To see what's on offer, let's head over to the InfoUSA website. The first thing to note is that their political offerings are not highlighted at all. In fact, the most prominent things on the front page are offers for lists of businesses and executives. Not very useful for political purposes (except for fundraising), but just the sort of thing that would appeal to someone selling business-to-business services or luxury products. This makes sense--althougth it receives more than its share of hype, political uses are far down the list of profit centers for companies like Info USA. According to Newsweek, for instance, IUSA's total 2006 revenue was $700 million; meanwhile, the firm's founder, Vinod Gupta, estimates that a partnership with Bill Clinton brought in "over the last seven years, easily over $40 million", presumably mostly political business. Political use is not the primary driver of consumer data collection; instead, it's a side market that happens to be profitable. The main driver of consumer data is advertising, which makes sense--it's a much larger market.
Nevertheless, what's there can be useful to political groups. For a few examples, let's take a look at the IUSA catalog. Their consumer list (PDF), for example, offers verified ages, incomes and even home values (age and income can be especially useful because they are often collected as crosstabs on any polls you might conduct). Even more intriguing is their list of lifestyle and hobby categories (PDF), which could help guide a targeting effort or pinpoint your supporters (i.e. microtargeting). You can purchase lists of people interested in politics; people interested in religion; people who ID as conservative or liberal. There's a ton of information that could be useful here.
So can you duplicate it yourself? Not just no, but hell no. There are multiple barriers to entry here. First of all, unlike state voter files, which come from the Secretary of State's office, the information contained in a consumer data file comes from tons of different sources. To quote IUSA themselves: "Data specialists [enhance each consumer's record] with buying habit and lifestyle information from real estate transactions, product registrations, magazine subscriptions, and survey responses." Even if we allow for a certain amount of self-inflation here, it's still clear that this information does not come from only one source--there's no one government agency that spits out the collected information on the cheap, like there is for voter files. The reason people pay InfoUSA is because IUSA goes to the trouble to collate all this information and combine it into one record with a trackable identity. In fact, the only groups that know as much about you as IUSA or Acxiom are...IUSA and Acxiom.

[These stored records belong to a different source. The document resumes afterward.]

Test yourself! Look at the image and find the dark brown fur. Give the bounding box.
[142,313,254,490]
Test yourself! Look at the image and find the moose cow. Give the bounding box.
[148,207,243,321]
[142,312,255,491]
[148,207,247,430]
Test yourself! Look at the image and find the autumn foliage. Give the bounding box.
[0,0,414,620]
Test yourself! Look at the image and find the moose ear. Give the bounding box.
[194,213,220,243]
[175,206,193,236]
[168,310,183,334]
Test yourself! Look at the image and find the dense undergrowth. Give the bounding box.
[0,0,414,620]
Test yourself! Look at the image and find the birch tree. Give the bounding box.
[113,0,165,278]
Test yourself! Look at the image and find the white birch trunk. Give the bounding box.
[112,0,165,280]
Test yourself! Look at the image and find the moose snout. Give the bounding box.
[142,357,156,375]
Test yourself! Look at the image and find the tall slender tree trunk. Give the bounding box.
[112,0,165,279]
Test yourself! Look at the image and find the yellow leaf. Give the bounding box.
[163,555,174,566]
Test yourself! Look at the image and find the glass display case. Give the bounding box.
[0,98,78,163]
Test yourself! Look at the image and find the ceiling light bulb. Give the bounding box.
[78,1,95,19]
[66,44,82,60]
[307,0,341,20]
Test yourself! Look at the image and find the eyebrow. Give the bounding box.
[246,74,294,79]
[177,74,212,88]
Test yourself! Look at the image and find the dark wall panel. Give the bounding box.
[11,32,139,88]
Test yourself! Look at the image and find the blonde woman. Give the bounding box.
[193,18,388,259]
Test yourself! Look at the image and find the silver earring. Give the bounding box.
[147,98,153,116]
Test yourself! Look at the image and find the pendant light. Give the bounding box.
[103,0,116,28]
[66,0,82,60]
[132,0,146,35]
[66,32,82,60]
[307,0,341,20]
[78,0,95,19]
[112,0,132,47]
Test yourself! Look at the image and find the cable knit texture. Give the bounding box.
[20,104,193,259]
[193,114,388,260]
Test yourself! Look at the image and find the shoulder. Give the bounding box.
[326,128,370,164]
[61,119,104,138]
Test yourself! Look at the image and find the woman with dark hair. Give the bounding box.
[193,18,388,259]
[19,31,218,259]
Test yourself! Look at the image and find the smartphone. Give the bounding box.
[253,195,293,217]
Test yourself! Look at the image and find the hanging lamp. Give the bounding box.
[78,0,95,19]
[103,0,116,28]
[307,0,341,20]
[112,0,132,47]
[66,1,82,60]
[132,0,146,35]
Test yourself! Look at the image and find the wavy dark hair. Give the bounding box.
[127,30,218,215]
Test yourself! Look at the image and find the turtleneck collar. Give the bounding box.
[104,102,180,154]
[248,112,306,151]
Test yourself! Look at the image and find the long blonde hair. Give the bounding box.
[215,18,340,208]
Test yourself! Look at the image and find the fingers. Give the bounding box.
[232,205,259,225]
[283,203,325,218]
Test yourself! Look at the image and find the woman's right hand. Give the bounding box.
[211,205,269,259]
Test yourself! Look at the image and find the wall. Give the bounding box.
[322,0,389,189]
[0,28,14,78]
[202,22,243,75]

Aside from gathering all this information into one place, these companies also have the expertise to match it to any data you might already possess (you do not have this expertise). Matching records is tough--people move, get married, die, have children with the same name as them, and generally make life hard. Gathering, collating and coordinating all this information is a massive enterprise--IUSA employs 600 people and spends millions every year. It is simply impossible to use consumer data without purchasing it from a large and for-profit vendor.
Which brings us back to our initial frustration. Obviously, these companies have no motivation to disclose any more about their methods than they have to. If you're a client, you may be able to learn more about their methodology than a random person on the street. But even then it's a relatively closed process. Consumer data is the least transparent and least duplicable part of the voter file process, and this is a shame, since there's so much potential in the field.